1963–64 Moroccan Throne Cup

Tournament details
- Country: Morocco

Final positions
- Champions: Kawkab Marrakech (2nd title)
- Runners-up: Wydad Athletic Club

= 1963–64 Moroccan Throne Cup =

The 1963–64 season of the Moroccan Throne Cup was the 8th edition of that football competition.

In case of draws, either a penalty shoot-out or the match would be replayed at the opponents' ground.
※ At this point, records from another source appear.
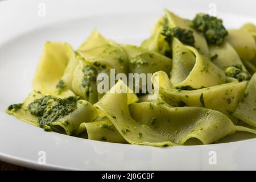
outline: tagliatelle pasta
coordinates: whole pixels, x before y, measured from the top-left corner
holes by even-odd
[[[47,42],[33,90],[6,113],[47,131],[153,146],[256,134],[256,28],[164,10],[141,46],[94,30],[77,49]],[[124,35],[125,36],[125,35]]]

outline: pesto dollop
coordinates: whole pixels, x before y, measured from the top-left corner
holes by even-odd
[[[227,76],[236,78],[239,81],[249,80],[251,78],[251,76],[248,72],[242,71],[241,64],[228,67],[225,70],[225,73]]]
[[[170,45],[172,37],[177,38],[184,44],[191,46],[195,44],[195,40],[192,30],[180,27],[169,28],[167,20],[164,22],[162,35],[165,37],[166,41]]]
[[[221,45],[228,34],[222,20],[208,14],[197,14],[192,22],[192,27],[202,32],[208,43],[216,46]]]
[[[69,97],[61,99],[51,96],[44,96],[30,104],[30,113],[39,117],[39,126],[46,131],[51,131],[51,123],[63,118],[77,108],[79,97]]]
[[[96,81],[97,71],[96,69],[90,65],[86,65],[82,68],[84,78],[82,86],[84,88],[89,87],[91,81]]]

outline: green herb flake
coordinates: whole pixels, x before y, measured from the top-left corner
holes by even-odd
[[[59,89],[63,89],[65,87],[65,83],[63,80],[60,80],[56,85],[56,88]]]
[[[216,59],[217,57],[218,57],[218,54],[214,53],[214,55],[210,56],[210,59],[211,61],[213,61],[214,59]]]
[[[150,109],[154,109],[153,105],[152,105],[152,103],[150,103]]]
[[[187,106],[187,104],[183,101],[179,101],[179,102],[177,102],[177,104],[179,106],[179,107]]]
[[[204,93],[201,93],[200,95],[200,102],[203,107],[205,107],[205,103],[204,102]]]
[[[93,63],[93,65],[94,66],[96,66],[96,67],[100,67],[101,65],[101,64],[99,62],[98,62],[98,61],[94,61]]]
[[[103,136],[101,138],[101,139],[103,141],[106,141],[106,138],[105,136]]]
[[[155,122],[156,121],[156,119],[157,119],[156,118],[152,118],[151,122],[151,125],[155,124]]]

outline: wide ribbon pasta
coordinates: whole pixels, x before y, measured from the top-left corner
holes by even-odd
[[[176,87],[200,89],[226,82],[224,72],[194,48],[172,40],[172,69],[171,81]]]

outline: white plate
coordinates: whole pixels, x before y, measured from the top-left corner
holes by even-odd
[[[138,44],[150,35],[150,28],[164,7],[190,18],[209,10],[210,1],[189,2],[1,2],[0,160],[36,169],[255,169],[255,139],[167,148],[121,144],[44,132],[5,113],[7,106],[22,102],[31,91],[32,78],[46,40],[67,42],[76,48],[97,27],[118,43]],[[255,2],[215,2],[217,15],[227,27],[238,27],[248,21],[256,23]],[[46,16],[39,16],[38,11],[44,5]],[[222,142],[232,142],[233,138]],[[38,163],[40,151],[46,152],[45,165]],[[214,156],[217,164],[213,164]]]

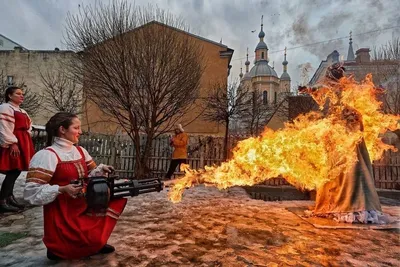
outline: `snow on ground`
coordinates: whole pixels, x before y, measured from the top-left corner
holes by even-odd
[[[17,197],[23,183],[19,178]],[[28,232],[0,248],[0,265],[400,266],[399,232],[317,229],[287,210],[312,204],[264,202],[250,199],[242,188],[203,186],[173,204],[165,189],[129,199],[109,240],[115,253],[56,264],[46,259],[42,209],[35,207],[0,217],[0,232]],[[384,208],[400,214],[399,205]]]

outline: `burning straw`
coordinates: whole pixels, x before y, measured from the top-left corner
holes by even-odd
[[[380,134],[399,129],[400,116],[382,113],[371,75],[362,83],[344,77],[309,93],[321,110],[329,99],[333,108],[328,115],[310,112],[286,123],[283,129],[266,129],[259,137],[239,142],[232,159],[220,166],[200,170],[183,166],[185,176],[171,188],[170,200],[181,201],[185,188],[197,184],[224,189],[251,186],[278,176],[297,188],[316,189],[357,161],[355,147],[362,138],[371,160],[381,158],[385,150],[395,150],[382,142]],[[357,119],[363,129],[351,127]]]

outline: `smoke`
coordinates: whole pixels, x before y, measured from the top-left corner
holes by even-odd
[[[313,7],[313,8],[310,8]],[[335,39],[353,32],[353,41],[357,45],[370,46],[379,38],[381,32],[360,33],[382,29],[385,26],[400,24],[397,1],[303,1],[289,7],[288,12],[294,15],[286,37],[294,46],[308,45],[326,39]],[[316,10],[318,12],[316,12]],[[384,12],[385,16],[382,16]],[[287,14],[289,15],[289,14]],[[397,30],[397,31],[400,31]],[[304,47],[304,50],[325,58],[333,50],[347,52],[348,40],[332,40],[327,43]]]
[[[300,72],[300,84],[305,85],[310,80],[310,75],[314,71],[310,62],[297,65],[297,70]]]

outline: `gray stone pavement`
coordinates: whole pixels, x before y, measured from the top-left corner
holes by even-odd
[[[21,176],[17,198],[23,184]],[[382,203],[400,216],[398,201]],[[141,195],[128,200],[109,240],[115,253],[61,262],[46,258],[34,207],[0,216],[0,232],[27,232],[0,248],[0,266],[400,266],[398,231],[318,229],[287,210],[310,205],[253,200],[242,188],[191,188],[178,204],[167,190]]]

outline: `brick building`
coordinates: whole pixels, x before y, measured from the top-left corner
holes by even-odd
[[[225,133],[224,125],[216,122],[206,121],[201,114],[205,108],[206,97],[212,89],[212,85],[220,82],[226,82],[230,71],[230,61],[232,59],[233,50],[224,44],[208,40],[206,38],[188,33],[186,31],[152,21],[139,28],[133,29],[127,34],[135,34],[136,30],[150,30],[149,27],[163,27],[162,30],[174,31],[179,34],[189,36],[195,42],[198,42],[203,51],[203,65],[205,67],[201,80],[200,92],[196,98],[193,108],[184,115],[180,123],[184,126],[185,131],[191,135],[218,135]],[[179,53],[179,51],[171,51],[171,53]],[[116,124],[104,123],[107,116],[93,103],[88,102],[83,114],[84,128],[90,128],[91,132],[97,133],[121,133],[122,128]],[[109,120],[108,120],[109,121]]]

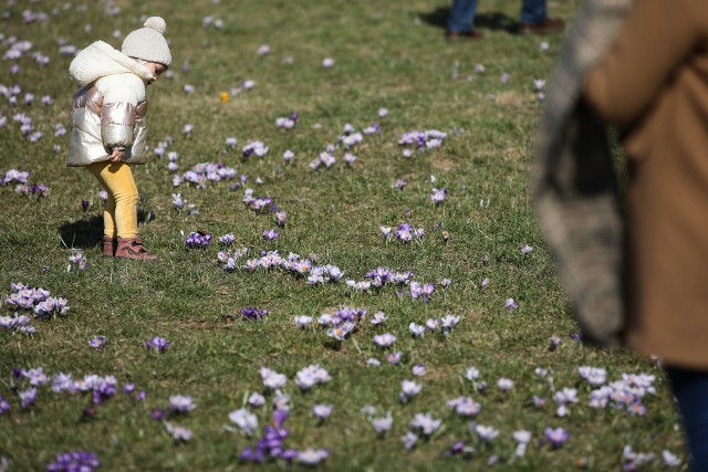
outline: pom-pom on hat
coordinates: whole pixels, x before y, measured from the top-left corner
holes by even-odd
[[[163,33],[167,23],[159,17],[150,17],[143,24],[145,28],[131,32],[123,41],[121,52],[131,57],[148,62],[158,62],[169,66],[173,56]]]

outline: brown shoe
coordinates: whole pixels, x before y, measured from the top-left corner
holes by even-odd
[[[457,39],[481,40],[482,35],[483,34],[480,31],[477,31],[477,30],[472,30],[472,31],[446,31],[445,32],[445,39],[448,40],[448,41],[457,40]]]
[[[138,261],[152,261],[157,259],[155,254],[147,252],[143,248],[140,238],[118,238],[118,245],[115,250],[116,258],[135,259]]]
[[[562,18],[546,18],[537,23],[521,23],[520,34],[551,34],[560,33],[565,29],[565,21]]]
[[[115,248],[118,245],[117,238],[103,237],[103,255],[105,258],[115,258]]]

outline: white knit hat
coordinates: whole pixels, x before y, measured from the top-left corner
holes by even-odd
[[[135,30],[125,36],[121,52],[131,57],[169,66],[173,56],[169,54],[169,46],[163,36],[167,23],[159,17],[150,17],[145,20],[143,25],[145,28]]]

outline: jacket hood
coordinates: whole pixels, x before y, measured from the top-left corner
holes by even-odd
[[[143,64],[103,41],[90,44],[69,65],[69,75],[82,86],[96,78],[125,73],[133,73],[144,81],[153,77]]]

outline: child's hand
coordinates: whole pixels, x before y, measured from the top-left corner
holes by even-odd
[[[113,149],[113,153],[111,154],[111,156],[108,156],[108,160],[112,162],[119,162],[121,159],[123,159],[123,156],[125,155],[125,150],[123,149]]]

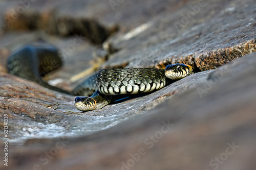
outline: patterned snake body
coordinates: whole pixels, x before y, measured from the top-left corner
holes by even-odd
[[[158,90],[168,84],[169,79],[179,79],[194,73],[190,66],[184,64],[168,65],[165,70],[151,68],[104,69],[69,92],[51,86],[41,79],[42,76],[61,65],[57,52],[52,45],[25,46],[8,59],[8,71],[62,93],[82,96],[92,94],[91,97],[77,97],[75,99],[75,106],[82,111],[100,109],[126,96],[127,94]]]

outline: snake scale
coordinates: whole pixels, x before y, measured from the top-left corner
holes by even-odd
[[[24,46],[13,53],[7,61],[8,72],[12,75],[57,91],[83,96],[75,99],[75,107],[82,111],[100,109],[129,94],[158,90],[167,84],[169,79],[179,79],[194,73],[189,65],[179,63],[168,65],[165,69],[103,69],[68,92],[49,85],[41,78],[62,64],[57,49],[51,45]]]

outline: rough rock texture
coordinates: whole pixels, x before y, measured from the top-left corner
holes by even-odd
[[[99,133],[30,140],[22,147],[12,146],[9,167],[31,169],[36,164],[49,170],[124,169],[123,166],[140,170],[253,169],[255,57],[250,55],[213,71],[202,72],[200,75],[205,78],[199,84],[171,96],[146,114]],[[199,74],[193,76],[189,78]],[[52,154],[47,156],[47,152]]]
[[[255,2],[110,2],[36,1],[16,17],[20,1],[0,2],[0,136],[8,114],[10,142],[0,168],[253,169],[256,55],[228,63],[255,51]],[[45,79],[67,90],[101,67],[203,71],[81,113],[74,96],[6,73],[12,52],[42,41],[65,62]]]

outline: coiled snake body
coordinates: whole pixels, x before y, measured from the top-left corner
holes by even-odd
[[[26,46],[9,57],[7,66],[10,74],[59,92],[82,96],[89,96],[95,92],[90,97],[75,98],[75,107],[82,111],[100,109],[127,94],[158,90],[168,84],[169,79],[179,79],[194,73],[190,66],[184,64],[168,65],[165,69],[103,69],[69,92],[50,85],[41,78],[61,64],[60,57],[54,46]]]

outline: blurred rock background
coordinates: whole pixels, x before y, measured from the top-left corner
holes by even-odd
[[[9,138],[1,169],[254,169],[254,1],[0,5],[0,134],[4,141],[7,114]],[[6,72],[15,50],[45,42],[59,49],[65,64],[45,79],[67,90],[102,68],[184,63],[198,72],[80,113],[74,96]],[[56,102],[56,110],[45,107]]]

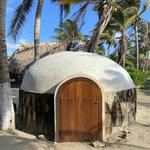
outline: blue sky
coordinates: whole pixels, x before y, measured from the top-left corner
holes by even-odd
[[[143,0],[146,1],[146,0]],[[13,14],[13,11],[20,4],[21,0],[7,0],[7,14],[6,14],[6,30],[9,31],[10,21]],[[27,17],[27,21],[22,30],[22,33],[19,35],[16,43],[13,42],[11,37],[7,36],[7,49],[8,55],[10,56],[19,46],[19,43],[31,43],[33,42],[33,28],[34,28],[34,18],[35,10],[37,6],[37,0],[34,0],[34,5],[31,10],[31,13]],[[77,7],[74,6],[73,11],[77,10]],[[142,15],[143,19],[150,21],[150,9],[147,10]],[[92,8],[89,7],[86,18],[85,25],[82,28],[83,34],[89,34],[90,31],[95,27],[97,22],[97,14],[92,11]],[[52,36],[55,35],[54,29],[59,25],[59,7],[57,4],[51,3],[50,0],[45,0],[44,9],[42,14],[42,24],[41,24],[41,41],[53,41]]]

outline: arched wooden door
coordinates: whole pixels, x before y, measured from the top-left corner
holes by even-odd
[[[102,94],[95,82],[73,78],[57,92],[59,142],[102,139]]]

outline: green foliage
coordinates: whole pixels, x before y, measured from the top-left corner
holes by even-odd
[[[150,90],[150,78],[148,78],[144,81],[143,89]]]
[[[142,71],[135,68],[125,68],[131,76],[135,85],[143,85],[144,81],[150,78],[150,71]]]

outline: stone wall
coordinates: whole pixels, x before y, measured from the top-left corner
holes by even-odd
[[[105,93],[105,133],[111,134],[113,127],[125,127],[135,122],[136,89]]]

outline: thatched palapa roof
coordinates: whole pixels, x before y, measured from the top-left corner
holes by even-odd
[[[67,43],[48,42],[40,44],[40,58],[57,52],[65,51]],[[21,45],[9,59],[10,72],[18,74],[27,69],[34,62],[33,44]]]

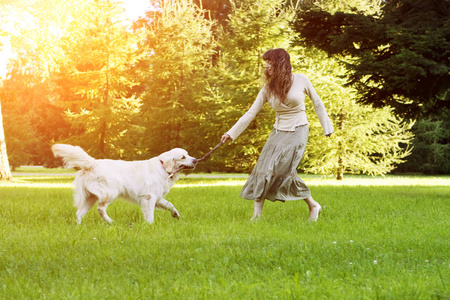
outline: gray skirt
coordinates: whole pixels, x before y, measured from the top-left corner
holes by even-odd
[[[242,188],[241,197],[283,202],[308,198],[311,192],[297,174],[308,134],[308,125],[298,126],[295,131],[273,129]]]

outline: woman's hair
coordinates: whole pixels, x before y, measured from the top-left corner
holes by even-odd
[[[278,48],[267,50],[263,54],[263,59],[270,61],[272,70],[272,75],[269,75],[266,69],[263,76],[268,95],[275,96],[284,103],[292,86],[291,57],[286,50]]]

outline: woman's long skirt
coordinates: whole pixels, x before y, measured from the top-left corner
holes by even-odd
[[[308,125],[298,126],[295,131],[273,129],[242,188],[241,197],[283,202],[308,198],[311,192],[297,175],[308,134]]]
Kawkab Marrakech beat Wydad Athletic Club 3–2 in the final, played at the Stade d'honneur in Casablanca. Kawkab Marrakech won the cup for the second time, and the second time in a row.

== Tournament==

The final took place between the two winning semi-finalists, Kawkab Marrakech and Wydad Athletic Club, on 28 June 1964 at the Stade d'honneur in Casablanca. The match was refereed by Salih Mohamed Boukkili. It was the fourth final for Wydad AC, who had never won the competition, and the third for KAC Marrakech, who were in their third final, and second consecutive. The club had won their first title the previous season. KAC Marrakech scored the first couple of goals, thanks to Abdelkrim Zaidani, known as Krimou (35'), and an og from Lahcen (54'). Wydad responded with a goal from Bouzidi (56'), and an equaliser from Mohamed Khalfi (66'). However, the Casablancan comeback was in vain, thanks to KAC Marrakech scoring a final goal through Khaldi (87'). It was the second consecutive win for Kawkab Marrakech in the competition, and the fourth defeat for Wydad, who were yet to win a title.